‘Love and Mercy’ unevenly charts the personal struggles of the Beach Boys’ musical genius

July 10, 2015

By Matthew E. Milliken
July 10, 2015

Love and Mercy is the uneven new biopic about Brian Wilson, the brilliant but troubled musician who helped propel the Beach Boys to the heights of stardom in the 1960s.

The story unfolds on two tracks, not unlike Woman in Gold, another recent movie based on real events. In the 1960s and 1970s, Wilson, played by Paul Dano, wrangles with his occasionally baffled brothers, cousin and other bandmates about the direction of the band, which has already hit it big. He also fights with his manipulative father, Murry Wilson (Bill Camp). Murry, who is separated from Brian’s mother, openly berates his sons for having fired him as the Beach Boys’ manager, and he denigrates Brian’s musical experimentation. Brian, torn by these stresses, begins dabbling with hallucinogenic drugs and starts losing control of his life.

These scenes are intercut with a separate storyline — it seems to be set in the late 1980s — in which we see Wilson after he’s bottomed out due to mental illness and substance abuse. The main story here involves Wilson’s tentative romance with car saleswoman Melinda Ledbetter (Elizabeth Banks). Ledbetter is baffled by the extent to which Wilson has surrendered control of his life to a manipulative father figure — in this case, a malevolent psychiatrist named Gene Landy (Paul Giamatti).

The main players are charming in their roles, and even Giamatti, Camp and Jake Abel (as Wilson’s combative cousin and bandmate, Mike Love) exude a certain dark charisma as the villains of the piece. Unfortunately, the two timelines never really tie together, and the 1980s-era story lacks focus.

Wilson is mainly a passive character in the latter-day narrative; the conflict is mainly between Ledbetter and Landy. And the resolution here is distinctly undramatic — it involves one character finding a damning document that is passed to a second character, which in turn is transferred to unseen other individuals, which results in legal action that is depicted only by an on-screen title.

The weakness of the latter-day narrative was to me very reminiscent of Nora Ephron’s 2009 biopic, Julie and Julia, another movie that showed two stories playing out in different time frames. One tracked the adult life story of TV chef Julia Child, a bored American diplomat’s housewife in France who turned her hobby into a groundbreaking culinary career, while the other described the personal growth of Julie Powell, a bored young married call-center worker cum blogger who set out to make every dish in Child’s first cookbook over the course of a year. The narrative featuring the Childs (Meryl Streep and Stanley Tucci) is fascinating; the one with Powell (Amy Adams) and her bland husband is boring and trite.

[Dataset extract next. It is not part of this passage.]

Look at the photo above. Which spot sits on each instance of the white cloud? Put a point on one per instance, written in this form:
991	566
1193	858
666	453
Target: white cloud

Love and Mercy’s 1980s story isn’t quite as insipid as the Powells’ in Julie and Julia, but it definitely lacks the vitality that the earlier narratives hold in both films. One of the things that animates the 1960s story here is Wilson’s obsessive determination to break new musical ground; the scenes of him working in the studio are among the movie’s most intriguing. It helps matters that 1960s Brian is an active participant (although less so over time) in the wrangling over the band’s future, in sharp contrast to 1980s Brian, who has abdicated most of his autonomy.

I also found myself frustrated by what seemed to be conspicuous omissions in Love and Mercy. Brian tells Melinda that he married Marilyn, his first wife, when she was quite young, but the character is virtually a complete blank; it’s entirely unclear why he was attracted to her, or she to him. I’ve no idea whether Murry Wilson was dead or alive in the 1980s; either way, he was such an important figure in Brian’s life that it probably should have been dealt with in some way. Brian’s mother (whose name I didn’t catch, if it was ever stated) was apparently alive at the time Brian was under Ledbetter’s thumb, and she was presumably an important part of her son’s life, but she never appears in the movie at all.

I understand that the filmmakers had to leave things out. But I couldn’t help but wonder whether director Bill Pohlad, who’s made his name largely as a producer, and his screenwriters left too much out. (Love and Mercy was penned by Oren Moverman, director and co-writer of The Messenger and co-writer of the Bob Dylan–centric I’m Not There, among other films, and Michael Lerner, whose only other produced scripts have been for three rather obscure movies.)

Despite all its failings, Love and Mercy helped me appreciate the music of the Beach Boys, at least to some extent, as music, rather than as the cultural wallpaper that I’ve experienced it as for most of my life. For that, and for its other accomplishments, I found Love and Mercy to be a modest success. I think it’s a movie that many 1960s pop music lovers and enthusiasts for character dramas will enjoy.